Performance analysis using sensitivity
Sensitivity (SN) is calculated by dividing the number of correct positive predictions by the total number of positives. It is also called recall (REC) or True Positive Rate (TPR). The best value for sensitivity is 1.0, whereas the worst value is 0.0. Seven caption generation models are having sensitivity equal to 1 when predicting captions for the Normal and DRUSEN eye disease classes accurately. The 2 caption generator models which have used DenseNet201and Xception as feature extractors have sensitivity either equal to one or very close to one when predicting the textual description for all the 4 classes. These experimental truths about these models have biased towards these models to recommend them for the eye specialists to predict the different types of eye disease classes.

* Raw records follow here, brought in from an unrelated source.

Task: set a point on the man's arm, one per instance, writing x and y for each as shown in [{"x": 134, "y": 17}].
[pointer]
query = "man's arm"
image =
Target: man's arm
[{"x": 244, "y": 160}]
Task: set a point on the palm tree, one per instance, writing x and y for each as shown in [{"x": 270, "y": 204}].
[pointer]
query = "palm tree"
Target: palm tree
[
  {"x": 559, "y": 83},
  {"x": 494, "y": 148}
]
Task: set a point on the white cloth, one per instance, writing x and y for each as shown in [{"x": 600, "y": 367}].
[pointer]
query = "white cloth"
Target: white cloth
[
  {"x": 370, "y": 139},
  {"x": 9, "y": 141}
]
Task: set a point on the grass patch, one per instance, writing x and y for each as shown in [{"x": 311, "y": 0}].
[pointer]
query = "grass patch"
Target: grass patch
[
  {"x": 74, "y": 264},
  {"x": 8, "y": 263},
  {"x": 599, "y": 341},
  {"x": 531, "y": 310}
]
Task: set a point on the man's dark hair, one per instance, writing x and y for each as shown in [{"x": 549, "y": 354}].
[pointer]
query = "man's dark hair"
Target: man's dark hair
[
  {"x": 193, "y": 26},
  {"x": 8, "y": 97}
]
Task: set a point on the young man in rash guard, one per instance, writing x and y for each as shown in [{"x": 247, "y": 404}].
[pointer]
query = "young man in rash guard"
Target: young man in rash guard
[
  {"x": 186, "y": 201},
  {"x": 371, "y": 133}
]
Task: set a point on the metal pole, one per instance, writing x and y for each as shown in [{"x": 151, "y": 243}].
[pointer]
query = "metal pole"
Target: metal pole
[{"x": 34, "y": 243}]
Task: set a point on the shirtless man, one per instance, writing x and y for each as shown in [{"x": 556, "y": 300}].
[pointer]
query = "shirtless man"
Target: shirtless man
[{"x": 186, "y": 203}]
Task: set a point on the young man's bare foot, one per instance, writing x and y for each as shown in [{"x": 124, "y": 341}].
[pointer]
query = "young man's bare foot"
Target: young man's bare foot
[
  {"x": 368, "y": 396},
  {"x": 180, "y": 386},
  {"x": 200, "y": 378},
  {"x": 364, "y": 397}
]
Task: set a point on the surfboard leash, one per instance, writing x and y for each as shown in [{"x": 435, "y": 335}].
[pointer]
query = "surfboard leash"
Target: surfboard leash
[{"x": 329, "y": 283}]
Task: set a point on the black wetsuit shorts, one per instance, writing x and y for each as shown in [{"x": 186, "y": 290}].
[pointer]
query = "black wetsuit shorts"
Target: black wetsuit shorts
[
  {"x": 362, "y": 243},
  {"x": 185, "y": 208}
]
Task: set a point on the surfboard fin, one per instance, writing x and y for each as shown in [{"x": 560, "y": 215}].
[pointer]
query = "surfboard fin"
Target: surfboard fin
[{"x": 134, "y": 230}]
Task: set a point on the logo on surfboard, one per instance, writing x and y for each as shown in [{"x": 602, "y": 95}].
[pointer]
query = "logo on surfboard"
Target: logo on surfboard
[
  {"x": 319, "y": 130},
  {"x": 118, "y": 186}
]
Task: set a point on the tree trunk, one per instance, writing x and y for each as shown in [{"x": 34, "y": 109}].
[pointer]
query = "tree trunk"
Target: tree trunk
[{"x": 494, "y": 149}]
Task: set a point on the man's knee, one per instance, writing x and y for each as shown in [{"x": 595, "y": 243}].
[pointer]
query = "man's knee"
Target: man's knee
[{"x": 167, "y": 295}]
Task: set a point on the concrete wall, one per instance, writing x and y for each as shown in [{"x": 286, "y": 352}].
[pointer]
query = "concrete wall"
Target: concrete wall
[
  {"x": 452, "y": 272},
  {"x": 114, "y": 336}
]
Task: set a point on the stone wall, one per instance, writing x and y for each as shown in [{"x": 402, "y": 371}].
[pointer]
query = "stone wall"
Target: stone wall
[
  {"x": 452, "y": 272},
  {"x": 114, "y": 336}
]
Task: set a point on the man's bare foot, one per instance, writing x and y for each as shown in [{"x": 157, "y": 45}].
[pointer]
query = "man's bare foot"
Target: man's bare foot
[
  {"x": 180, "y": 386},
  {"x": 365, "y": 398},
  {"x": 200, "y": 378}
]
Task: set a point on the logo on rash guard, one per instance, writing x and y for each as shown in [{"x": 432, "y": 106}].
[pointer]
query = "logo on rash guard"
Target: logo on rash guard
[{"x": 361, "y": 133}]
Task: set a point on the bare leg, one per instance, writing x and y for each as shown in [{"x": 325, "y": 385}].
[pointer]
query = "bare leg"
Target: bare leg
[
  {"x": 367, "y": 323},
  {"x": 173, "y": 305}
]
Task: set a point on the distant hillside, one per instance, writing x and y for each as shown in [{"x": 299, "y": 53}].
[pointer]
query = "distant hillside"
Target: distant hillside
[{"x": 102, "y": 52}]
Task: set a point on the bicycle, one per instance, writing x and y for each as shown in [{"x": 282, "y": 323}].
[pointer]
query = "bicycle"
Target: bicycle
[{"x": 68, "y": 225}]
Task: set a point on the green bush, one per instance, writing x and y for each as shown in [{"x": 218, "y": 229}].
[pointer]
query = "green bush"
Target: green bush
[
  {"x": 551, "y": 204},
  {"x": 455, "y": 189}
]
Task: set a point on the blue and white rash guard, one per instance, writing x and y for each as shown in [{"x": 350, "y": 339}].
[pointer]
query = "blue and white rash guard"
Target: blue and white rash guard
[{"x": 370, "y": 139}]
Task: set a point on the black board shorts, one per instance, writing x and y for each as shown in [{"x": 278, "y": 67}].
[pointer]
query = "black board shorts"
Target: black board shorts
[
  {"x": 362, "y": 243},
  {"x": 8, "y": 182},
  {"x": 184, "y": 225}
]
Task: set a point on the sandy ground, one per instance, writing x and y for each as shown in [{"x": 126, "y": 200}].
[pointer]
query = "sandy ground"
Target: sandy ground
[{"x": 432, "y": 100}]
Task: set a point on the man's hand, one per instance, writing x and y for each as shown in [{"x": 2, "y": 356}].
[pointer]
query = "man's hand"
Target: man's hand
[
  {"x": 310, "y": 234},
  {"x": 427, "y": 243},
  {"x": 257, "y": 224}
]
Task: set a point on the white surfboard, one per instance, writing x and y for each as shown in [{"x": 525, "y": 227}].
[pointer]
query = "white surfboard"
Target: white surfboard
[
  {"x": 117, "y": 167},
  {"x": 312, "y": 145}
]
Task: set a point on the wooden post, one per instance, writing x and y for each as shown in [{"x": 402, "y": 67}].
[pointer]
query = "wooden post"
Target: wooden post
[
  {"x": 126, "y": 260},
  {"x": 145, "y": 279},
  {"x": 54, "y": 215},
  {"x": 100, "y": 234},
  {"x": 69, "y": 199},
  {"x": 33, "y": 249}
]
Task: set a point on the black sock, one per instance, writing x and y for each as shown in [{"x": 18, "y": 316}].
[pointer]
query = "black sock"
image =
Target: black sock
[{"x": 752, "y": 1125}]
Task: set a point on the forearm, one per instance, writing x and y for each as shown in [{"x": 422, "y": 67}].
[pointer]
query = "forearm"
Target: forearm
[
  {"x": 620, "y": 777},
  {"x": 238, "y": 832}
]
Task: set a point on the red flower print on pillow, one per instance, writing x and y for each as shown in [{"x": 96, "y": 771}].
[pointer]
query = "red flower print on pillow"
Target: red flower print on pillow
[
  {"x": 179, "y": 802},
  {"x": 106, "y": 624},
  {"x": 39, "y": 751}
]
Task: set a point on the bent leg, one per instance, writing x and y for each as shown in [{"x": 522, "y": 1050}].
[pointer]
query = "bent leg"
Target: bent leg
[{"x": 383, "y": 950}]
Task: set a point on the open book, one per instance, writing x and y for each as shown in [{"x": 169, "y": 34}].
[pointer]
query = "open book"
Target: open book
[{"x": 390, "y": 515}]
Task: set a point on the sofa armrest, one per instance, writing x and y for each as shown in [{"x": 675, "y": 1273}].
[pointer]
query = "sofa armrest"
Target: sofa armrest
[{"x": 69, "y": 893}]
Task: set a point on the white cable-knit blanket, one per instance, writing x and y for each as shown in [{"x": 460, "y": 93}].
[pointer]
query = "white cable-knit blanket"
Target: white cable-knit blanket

Conclusions and future works
The performance of the best model deteriorates after superimposing additive Gaussian noise with σ= 0.002. It was identified that the performance of the model is improved with super resolution images synthesized by generative adversarial networks. Based on the performance metrics, it was observed that the image caption generators that have used DenseNet201 and Xception have provided the best performance in predicting the captions for the eye diseases correctly. Therefore, they can be used in the design of clinical decision support system to assist the ophthalmologist. This work can also be further extended by fusing the hand-crafted features with pre-trained CNN deep features and using the fused feature to design a new training model for caption generation.
Footnotes
Acknowledgment
This research was partially supported by SSN College of Engineering. We thank our colleagues from SSN College of Engineering who provided insight and expertise that greatly assisted the research, although they may not agree with all of the interpretations/conclusions of this paper.